Cuff et al.30) retrospectively reviewed 21 patients (22 shoulders) with arthritis due to deep infection and reported improvements of forward flexion (43.1°–79.5°) motion at a mean follow-up of 43 months after debridement and RTSA. In our study, patients who underwent arthroplasty for arthritis due to infection sequelae showed alleviation of pain and improvement of forward flexion (46.7°–126.7°), whereas the functional outcomes were similar to those of patients with cuff tear disease; these patients had the highest subjective satisfaction. These results show that RTSA could alleviate pain, increase ROM, and provide high satisfaction for patients with joint destruction due to septic arthritis or other infection sequelae.
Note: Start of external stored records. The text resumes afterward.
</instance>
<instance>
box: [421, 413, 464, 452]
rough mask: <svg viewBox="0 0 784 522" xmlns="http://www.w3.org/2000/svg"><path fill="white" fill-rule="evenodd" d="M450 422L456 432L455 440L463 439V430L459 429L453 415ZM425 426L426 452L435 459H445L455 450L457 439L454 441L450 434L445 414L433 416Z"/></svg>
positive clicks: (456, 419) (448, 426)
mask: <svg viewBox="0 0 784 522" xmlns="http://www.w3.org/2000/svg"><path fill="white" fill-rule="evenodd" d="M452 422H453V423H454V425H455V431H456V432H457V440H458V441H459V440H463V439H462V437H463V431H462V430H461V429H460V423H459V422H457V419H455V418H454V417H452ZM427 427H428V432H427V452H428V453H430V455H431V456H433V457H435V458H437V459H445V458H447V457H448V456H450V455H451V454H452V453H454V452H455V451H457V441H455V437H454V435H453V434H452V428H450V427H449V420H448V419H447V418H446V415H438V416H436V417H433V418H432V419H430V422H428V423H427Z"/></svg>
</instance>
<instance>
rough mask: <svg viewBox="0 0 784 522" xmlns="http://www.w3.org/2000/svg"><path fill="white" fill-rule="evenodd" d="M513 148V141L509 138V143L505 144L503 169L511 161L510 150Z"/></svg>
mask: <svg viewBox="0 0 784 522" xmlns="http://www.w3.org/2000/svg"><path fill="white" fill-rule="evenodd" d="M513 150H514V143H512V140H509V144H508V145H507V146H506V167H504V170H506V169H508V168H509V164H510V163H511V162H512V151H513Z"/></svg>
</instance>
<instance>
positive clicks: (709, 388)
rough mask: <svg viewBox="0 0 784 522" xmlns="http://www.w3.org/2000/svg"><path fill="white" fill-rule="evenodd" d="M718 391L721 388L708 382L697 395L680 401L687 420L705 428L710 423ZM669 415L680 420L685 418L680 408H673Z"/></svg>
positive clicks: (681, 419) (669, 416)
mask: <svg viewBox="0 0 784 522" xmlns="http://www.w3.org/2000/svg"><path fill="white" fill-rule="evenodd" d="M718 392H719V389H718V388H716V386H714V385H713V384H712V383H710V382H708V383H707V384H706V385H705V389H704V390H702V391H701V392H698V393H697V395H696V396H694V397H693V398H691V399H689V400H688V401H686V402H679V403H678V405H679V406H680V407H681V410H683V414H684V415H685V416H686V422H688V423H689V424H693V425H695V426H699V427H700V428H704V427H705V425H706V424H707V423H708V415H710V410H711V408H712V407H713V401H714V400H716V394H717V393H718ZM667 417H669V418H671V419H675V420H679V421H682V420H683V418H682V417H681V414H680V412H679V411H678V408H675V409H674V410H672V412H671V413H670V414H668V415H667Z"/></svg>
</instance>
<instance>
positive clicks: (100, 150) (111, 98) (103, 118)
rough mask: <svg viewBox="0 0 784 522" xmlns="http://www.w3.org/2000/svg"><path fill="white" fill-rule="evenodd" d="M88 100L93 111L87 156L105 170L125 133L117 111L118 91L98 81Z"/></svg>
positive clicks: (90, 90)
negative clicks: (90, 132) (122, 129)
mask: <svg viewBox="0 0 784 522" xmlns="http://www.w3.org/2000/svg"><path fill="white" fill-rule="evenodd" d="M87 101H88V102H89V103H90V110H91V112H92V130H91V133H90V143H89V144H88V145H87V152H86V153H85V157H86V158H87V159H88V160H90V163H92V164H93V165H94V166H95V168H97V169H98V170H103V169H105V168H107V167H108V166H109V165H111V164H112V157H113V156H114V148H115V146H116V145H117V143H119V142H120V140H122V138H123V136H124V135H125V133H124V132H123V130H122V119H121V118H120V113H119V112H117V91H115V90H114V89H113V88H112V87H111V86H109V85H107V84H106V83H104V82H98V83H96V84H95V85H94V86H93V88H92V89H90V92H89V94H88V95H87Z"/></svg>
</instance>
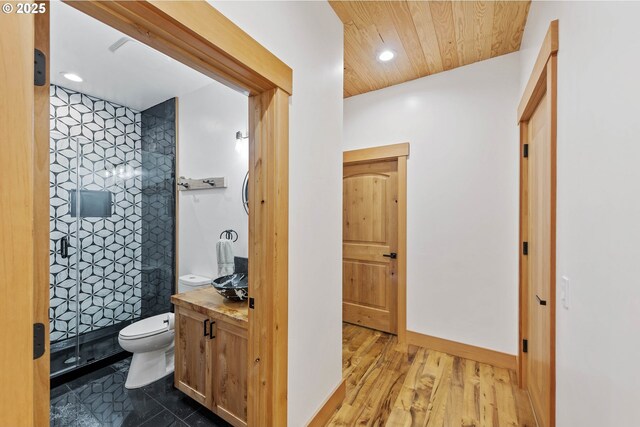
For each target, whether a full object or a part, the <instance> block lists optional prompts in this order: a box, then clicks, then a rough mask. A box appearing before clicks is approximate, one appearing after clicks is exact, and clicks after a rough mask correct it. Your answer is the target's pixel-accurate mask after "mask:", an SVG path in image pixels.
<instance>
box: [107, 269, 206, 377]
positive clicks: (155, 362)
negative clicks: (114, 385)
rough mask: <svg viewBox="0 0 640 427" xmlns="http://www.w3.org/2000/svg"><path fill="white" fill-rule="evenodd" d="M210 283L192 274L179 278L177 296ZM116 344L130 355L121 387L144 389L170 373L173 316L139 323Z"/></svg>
mask: <svg viewBox="0 0 640 427" xmlns="http://www.w3.org/2000/svg"><path fill="white" fill-rule="evenodd" d="M210 284H211V279H210V278H207V277H202V276H196V275H195V274H188V275H185V276H181V277H180V279H179V280H178V292H180V293H183V292H189V291H192V290H196V289H201V288H203V287H207V286H210ZM118 343H119V344H120V347H122V348H123V349H124V350H126V351H128V352H131V353H133V358H132V359H131V366H129V374H128V375H127V381H126V382H125V384H124V386H125V387H126V388H128V389H133V388H139V387H144V386H145V385H148V384H151V383H152V382H155V381H157V380H159V379H160V378H162V377H164V376H166V375H169V374H171V373H172V372H173V366H174V365H173V350H174V315H173V313H165V314H159V315H157V316H153V317H148V318H146V319H142V320H139V321H137V322H135V323H132V324H131V325H129V326H127V327H126V328H124V329H123V330H121V331H120V334H119V335H118Z"/></svg>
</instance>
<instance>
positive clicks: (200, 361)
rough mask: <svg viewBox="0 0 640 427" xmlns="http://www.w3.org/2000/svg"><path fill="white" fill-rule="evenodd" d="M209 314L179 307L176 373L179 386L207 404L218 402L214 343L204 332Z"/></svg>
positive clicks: (192, 397)
mask: <svg viewBox="0 0 640 427" xmlns="http://www.w3.org/2000/svg"><path fill="white" fill-rule="evenodd" d="M208 319H209V318H208V317H207V316H205V315H203V314H200V313H198V312H195V311H192V310H185V309H183V308H181V307H176V323H175V362H174V363H175V373H174V376H175V377H174V384H175V386H176V388H177V389H179V390H180V391H182V392H183V393H185V394H186V395H188V396H189V397H191V398H192V399H193V400H195V401H196V402H198V403H200V404H201V405H204V406H206V407H212V406H213V405H215V402H214V396H213V393H212V370H211V363H209V360H210V357H211V344H210V341H211V340H210V338H209V336H208V335H205V323H204V322H205V320H208Z"/></svg>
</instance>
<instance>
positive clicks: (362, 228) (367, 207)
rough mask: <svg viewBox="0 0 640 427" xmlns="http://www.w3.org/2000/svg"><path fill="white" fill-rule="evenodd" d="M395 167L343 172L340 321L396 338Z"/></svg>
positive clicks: (349, 164)
mask: <svg viewBox="0 0 640 427" xmlns="http://www.w3.org/2000/svg"><path fill="white" fill-rule="evenodd" d="M397 230H398V161H397V160H396V159H393V160H383V161H374V162H367V163H359V164H347V165H345V166H344V169H343V279H342V280H343V320H344V321H345V322H349V323H356V324H359V325H362V326H367V327H370V328H373V329H378V330H381V331H385V332H389V333H394V334H395V333H397V330H398V325H397V323H398V322H397V259H393V258H391V257H388V256H385V255H388V254H391V253H397V252H398V231H397Z"/></svg>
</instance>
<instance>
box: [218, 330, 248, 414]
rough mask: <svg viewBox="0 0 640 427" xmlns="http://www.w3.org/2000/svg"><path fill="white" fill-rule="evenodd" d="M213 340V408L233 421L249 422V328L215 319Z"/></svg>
mask: <svg viewBox="0 0 640 427" xmlns="http://www.w3.org/2000/svg"><path fill="white" fill-rule="evenodd" d="M214 342H215V344H214V345H215V353H214V354H215V360H212V363H214V364H215V365H214V367H213V371H214V373H213V380H214V385H213V387H214V391H213V392H214V394H215V399H214V400H215V404H216V407H215V409H214V410H215V412H216V413H217V414H218V415H220V416H221V417H222V418H224V419H225V420H226V421H228V422H229V423H231V424H232V425H234V426H246V425H247V330H246V329H245V328H241V327H239V326H237V325H233V324H231V323H227V322H223V321H220V320H216V328H215V339H214Z"/></svg>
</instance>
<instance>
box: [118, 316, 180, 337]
mask: <svg viewBox="0 0 640 427" xmlns="http://www.w3.org/2000/svg"><path fill="white" fill-rule="evenodd" d="M169 316H173V313H169ZM166 320H167V314H166V313H165V314H158V315H157V316H152V317H148V318H146V319H142V320H138V321H137V322H135V323H132V324H131V325H129V326H127V327H126V328H124V329H122V330H121V331H120V334H119V335H120V338H122V339H125V340H133V339H139V338H146V337H151V336H154V335H158V334H161V333H163V332H168V331H169V324H168V323H167V322H166Z"/></svg>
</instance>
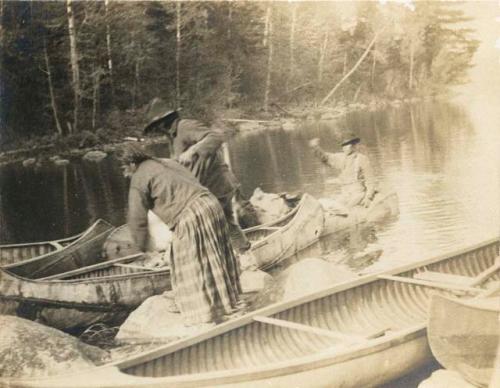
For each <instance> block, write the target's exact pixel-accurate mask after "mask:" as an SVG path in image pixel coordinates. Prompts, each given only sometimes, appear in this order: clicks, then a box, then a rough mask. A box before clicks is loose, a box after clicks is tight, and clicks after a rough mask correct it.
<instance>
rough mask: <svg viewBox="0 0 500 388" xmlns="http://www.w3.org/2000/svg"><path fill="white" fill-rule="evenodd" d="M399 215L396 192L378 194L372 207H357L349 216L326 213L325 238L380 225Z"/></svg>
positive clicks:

Although this study involved 17 cases (17%) of scapular notching, this condition was due to various underlying diseases, and thus it was not possible to find a correlation between the primary diagnosis and scapular notching. At the last follow-up in the 17 cases with scapular notching, there was no difference in functional outcome from the overall patient group, with an average Constant score of 59.4 points and an average UCLA score of 28.2 points, and these results were similar to those of a previous study reporting no particular association between scapular notching and pain or clinical outcomes.31) But in this study, we were unable to find any association between the occurrence of complications and the primary diagnosis.
Our study has a few limitations. First, it has limitations inherent to studies of a retrospective nature. However, we conducted a retrospective analysis of data from prospectively collected patients. Second, the number of other arthritic diseases (posttraumatic arthritis, primary osteoarthritis, RA, and infection sequalae) was small. In addition, the minimum follow-up duration of 24 months is relatively short for investigating the results of arthroplasty. A longer-term follow-up study is necessary to provide an adequate assessment of the implant longevity in RTSA. Nevertheless, this study is valuable because there are few studies comparing the results of RSTA in arthritic diseases other than cuff tear disease.
In addition to patients with cuff tear disease, those with other arthritic diseases also showed significant improvements in the range of forward flexion and abduction motion, pain relief, muscle strength, and functionality after RTSA. However, there was no difference in the clinical outcomes of RTSA between patients with cuff tear disease and those with other arthritic diseases.
Footnotes
CONFLICT OF INTEREST: No potential conflict of interest relevant to this article was reported.